В книгах и статьях, посвященных осмыслению художественного творчества, В. Кандинский сравнивал холст, натянутый на раму, с шаманским бубном, а удары кисти по нему – с ударами колотушки в бубен. Это сравнение не только художественный образ. Еще студентом университета участвуя в журфиксах этнографов, будущий художник и его друзья внесли свою лепту в изучение шаманизма у разных народов, а некоторые из них, как, например, Н. Харузин, написали об этом статьи. Процесс камлания и сам инструмент, испещренный знаками-криптограммами, на протяжении многих лет вызывали повышенный интерес у Кандинского. Он специально срисовывал и изучал бубны северных шаманов, хранящиеся в собраниях разных музеев. Под впечатлением от них в 1910-1911 годах Кандинский создал целую серию так называемых овальных картин, главным действующим «лицом» которых стал шаманский бубен.

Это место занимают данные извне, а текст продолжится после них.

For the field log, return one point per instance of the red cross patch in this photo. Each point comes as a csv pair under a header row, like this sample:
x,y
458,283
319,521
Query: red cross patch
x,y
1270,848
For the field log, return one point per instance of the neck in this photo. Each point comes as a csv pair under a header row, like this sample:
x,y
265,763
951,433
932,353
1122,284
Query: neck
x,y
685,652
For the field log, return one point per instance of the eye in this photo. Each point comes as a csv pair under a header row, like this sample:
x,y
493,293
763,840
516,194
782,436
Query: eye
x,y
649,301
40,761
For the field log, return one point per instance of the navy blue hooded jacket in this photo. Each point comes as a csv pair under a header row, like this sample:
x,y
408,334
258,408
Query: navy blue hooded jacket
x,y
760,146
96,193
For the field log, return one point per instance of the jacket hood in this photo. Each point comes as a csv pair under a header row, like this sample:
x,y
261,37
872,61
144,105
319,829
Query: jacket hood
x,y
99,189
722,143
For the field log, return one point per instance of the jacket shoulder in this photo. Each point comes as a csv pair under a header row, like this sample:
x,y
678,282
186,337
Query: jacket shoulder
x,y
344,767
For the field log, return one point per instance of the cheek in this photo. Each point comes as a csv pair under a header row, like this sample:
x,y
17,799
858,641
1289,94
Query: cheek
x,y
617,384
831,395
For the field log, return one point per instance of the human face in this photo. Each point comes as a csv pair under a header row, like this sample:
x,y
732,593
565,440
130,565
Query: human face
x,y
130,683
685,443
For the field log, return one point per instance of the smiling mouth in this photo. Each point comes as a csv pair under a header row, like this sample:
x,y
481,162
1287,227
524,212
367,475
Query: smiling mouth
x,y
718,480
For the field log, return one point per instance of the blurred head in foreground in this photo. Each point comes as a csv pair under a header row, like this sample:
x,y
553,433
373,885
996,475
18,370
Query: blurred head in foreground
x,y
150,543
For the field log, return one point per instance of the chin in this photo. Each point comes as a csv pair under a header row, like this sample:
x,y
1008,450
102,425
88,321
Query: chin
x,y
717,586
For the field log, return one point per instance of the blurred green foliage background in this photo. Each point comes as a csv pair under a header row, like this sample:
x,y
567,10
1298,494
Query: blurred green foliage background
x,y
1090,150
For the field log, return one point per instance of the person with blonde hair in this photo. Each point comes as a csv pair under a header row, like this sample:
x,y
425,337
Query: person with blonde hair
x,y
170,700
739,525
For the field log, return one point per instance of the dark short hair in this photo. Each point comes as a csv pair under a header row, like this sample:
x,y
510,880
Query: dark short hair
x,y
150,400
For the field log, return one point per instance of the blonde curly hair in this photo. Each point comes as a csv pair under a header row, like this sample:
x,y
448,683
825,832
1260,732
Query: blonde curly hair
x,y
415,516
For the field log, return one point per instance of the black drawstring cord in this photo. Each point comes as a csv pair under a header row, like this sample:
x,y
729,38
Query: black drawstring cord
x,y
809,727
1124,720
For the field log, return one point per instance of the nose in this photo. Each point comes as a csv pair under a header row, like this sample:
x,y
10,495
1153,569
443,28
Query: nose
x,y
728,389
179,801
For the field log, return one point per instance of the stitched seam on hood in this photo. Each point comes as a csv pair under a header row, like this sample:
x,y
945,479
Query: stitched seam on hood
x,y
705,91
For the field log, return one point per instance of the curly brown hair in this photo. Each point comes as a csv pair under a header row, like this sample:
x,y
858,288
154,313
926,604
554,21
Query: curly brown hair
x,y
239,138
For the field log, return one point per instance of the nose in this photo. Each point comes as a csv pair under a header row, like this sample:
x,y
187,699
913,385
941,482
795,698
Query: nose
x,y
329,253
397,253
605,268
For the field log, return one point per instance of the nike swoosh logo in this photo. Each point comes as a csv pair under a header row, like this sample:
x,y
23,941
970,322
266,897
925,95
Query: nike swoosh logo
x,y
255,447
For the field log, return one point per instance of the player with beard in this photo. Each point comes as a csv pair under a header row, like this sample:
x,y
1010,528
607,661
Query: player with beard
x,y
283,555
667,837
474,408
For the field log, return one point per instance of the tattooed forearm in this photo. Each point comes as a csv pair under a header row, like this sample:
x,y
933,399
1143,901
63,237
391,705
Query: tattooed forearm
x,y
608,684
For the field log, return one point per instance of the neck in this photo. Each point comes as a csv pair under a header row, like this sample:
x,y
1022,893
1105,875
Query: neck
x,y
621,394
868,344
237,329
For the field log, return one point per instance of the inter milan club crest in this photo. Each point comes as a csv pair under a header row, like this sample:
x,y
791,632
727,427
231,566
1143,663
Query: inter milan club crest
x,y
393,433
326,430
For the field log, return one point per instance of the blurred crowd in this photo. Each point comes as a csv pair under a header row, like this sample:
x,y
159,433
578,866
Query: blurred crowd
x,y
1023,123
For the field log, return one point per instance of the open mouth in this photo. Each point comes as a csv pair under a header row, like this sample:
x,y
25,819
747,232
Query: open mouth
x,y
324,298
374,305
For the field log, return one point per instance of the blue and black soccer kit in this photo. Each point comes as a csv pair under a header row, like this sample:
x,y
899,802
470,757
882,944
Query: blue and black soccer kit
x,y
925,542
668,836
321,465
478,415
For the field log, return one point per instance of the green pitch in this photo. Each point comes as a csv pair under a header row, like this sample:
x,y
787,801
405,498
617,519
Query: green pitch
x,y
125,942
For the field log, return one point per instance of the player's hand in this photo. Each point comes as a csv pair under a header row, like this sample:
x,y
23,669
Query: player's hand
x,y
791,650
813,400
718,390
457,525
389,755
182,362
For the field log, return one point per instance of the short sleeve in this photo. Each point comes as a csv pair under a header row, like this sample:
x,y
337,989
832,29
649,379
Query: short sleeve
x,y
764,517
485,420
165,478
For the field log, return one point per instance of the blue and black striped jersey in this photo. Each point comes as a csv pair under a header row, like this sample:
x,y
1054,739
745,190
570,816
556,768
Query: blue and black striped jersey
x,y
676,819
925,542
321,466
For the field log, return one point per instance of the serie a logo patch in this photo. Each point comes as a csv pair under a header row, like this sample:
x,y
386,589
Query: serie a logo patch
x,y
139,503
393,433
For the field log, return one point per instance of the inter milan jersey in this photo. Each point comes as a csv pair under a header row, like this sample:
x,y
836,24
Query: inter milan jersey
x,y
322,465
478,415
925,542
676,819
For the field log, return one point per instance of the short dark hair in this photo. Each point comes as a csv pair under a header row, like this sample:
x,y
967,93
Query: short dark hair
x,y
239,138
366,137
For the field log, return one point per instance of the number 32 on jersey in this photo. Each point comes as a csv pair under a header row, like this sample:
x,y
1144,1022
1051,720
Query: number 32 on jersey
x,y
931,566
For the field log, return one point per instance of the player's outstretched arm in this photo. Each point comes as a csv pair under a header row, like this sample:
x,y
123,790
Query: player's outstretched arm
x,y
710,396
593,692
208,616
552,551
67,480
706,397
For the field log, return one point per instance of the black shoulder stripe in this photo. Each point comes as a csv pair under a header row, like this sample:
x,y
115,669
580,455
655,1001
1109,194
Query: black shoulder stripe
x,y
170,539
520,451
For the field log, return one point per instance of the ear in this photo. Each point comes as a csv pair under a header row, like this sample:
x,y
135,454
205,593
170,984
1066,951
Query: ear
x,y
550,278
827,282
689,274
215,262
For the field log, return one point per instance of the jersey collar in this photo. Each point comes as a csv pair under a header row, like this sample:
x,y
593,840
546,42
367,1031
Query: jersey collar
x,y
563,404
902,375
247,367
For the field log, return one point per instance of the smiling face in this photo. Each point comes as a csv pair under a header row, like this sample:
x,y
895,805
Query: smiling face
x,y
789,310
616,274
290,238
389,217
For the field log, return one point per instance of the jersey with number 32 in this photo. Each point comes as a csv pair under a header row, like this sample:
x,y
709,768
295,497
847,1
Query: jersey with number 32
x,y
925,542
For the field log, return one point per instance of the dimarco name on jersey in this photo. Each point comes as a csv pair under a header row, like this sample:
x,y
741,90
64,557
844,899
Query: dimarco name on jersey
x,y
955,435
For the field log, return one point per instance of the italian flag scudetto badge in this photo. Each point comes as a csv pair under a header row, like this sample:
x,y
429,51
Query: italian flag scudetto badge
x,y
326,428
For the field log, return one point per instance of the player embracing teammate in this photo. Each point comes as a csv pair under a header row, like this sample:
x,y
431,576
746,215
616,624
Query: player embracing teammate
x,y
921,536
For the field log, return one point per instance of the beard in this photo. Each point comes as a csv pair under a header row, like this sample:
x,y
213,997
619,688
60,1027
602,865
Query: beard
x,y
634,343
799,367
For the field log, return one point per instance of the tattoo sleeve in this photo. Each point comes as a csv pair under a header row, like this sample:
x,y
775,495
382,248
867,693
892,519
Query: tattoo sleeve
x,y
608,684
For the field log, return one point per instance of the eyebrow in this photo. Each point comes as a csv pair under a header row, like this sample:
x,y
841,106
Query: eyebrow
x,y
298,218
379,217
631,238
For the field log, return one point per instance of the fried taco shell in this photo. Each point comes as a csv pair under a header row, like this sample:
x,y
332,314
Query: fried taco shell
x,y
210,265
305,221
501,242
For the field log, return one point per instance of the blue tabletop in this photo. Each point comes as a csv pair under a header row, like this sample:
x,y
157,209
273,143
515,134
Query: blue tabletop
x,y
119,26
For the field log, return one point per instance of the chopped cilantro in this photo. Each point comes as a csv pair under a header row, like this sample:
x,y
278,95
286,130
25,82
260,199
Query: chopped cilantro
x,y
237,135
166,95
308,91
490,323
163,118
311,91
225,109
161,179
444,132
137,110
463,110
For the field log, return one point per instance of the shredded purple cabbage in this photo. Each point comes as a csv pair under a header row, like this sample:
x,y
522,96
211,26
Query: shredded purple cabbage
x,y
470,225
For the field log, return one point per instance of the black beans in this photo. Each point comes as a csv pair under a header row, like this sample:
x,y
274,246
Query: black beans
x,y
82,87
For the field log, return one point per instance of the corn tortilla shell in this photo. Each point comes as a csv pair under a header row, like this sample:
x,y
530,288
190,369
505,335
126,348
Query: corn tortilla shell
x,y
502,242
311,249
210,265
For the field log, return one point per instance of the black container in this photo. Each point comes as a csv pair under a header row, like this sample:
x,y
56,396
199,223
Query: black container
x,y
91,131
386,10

В творчестве Кандинского немало места занимают и знаки – пасы, увиденные им как на шаманских бубнах, так и на других предметах северных народов. Познания об этих владельческих пометах первоначально Кандинский тоже получил на заседаниях Императорского общества любителей естествознания, антропологии и этнографии при Московском университете. Родовые знаки разных народов – тамги, пятна, меты, клейма, тавры, знамена в свое время подробно описал в одном из своих этнографических очерков М. Харузин. В приложении к своей статье он привел множество рисунков, на которых были изображены такие знаки собственности. Между прочим, их сбор в конце XIX века был сопряжен с немалыми трудностями, крестьяне отказывались демонстрировать перед чужаками родовые знаки. Тем не менее их коллекцию московскому исследователю все-таки удалось собрать.
В. Кандинский с юности интересовался и глубинными истоками, свойствами шаманизма. Например, тем, как с помощью бубна и заклинаний шаман входит в транс и что он ощущает, будучи в экстазе. И будущий художник, и его друзья-этнографы были хорошо знакомы с исследованием финского лингвиста и этнографа М. Кастрена, вышедшим в 1850 году на французском языке, в котором он приводил данные о галлюциногенных грибах, которые перед камланием употребляли шаманы. Позже на картине художника Кандинского «Последняя акварель» эти грибы предстают в своеобразном танце. По замечанию М. Керимовой, «воспоминания о студенческой Вологодской экспедиции преследовали Кандинского до конца жизни. Образы грибов в его картинах связаны с тайной инициации, шаманского путешествия, исцеления».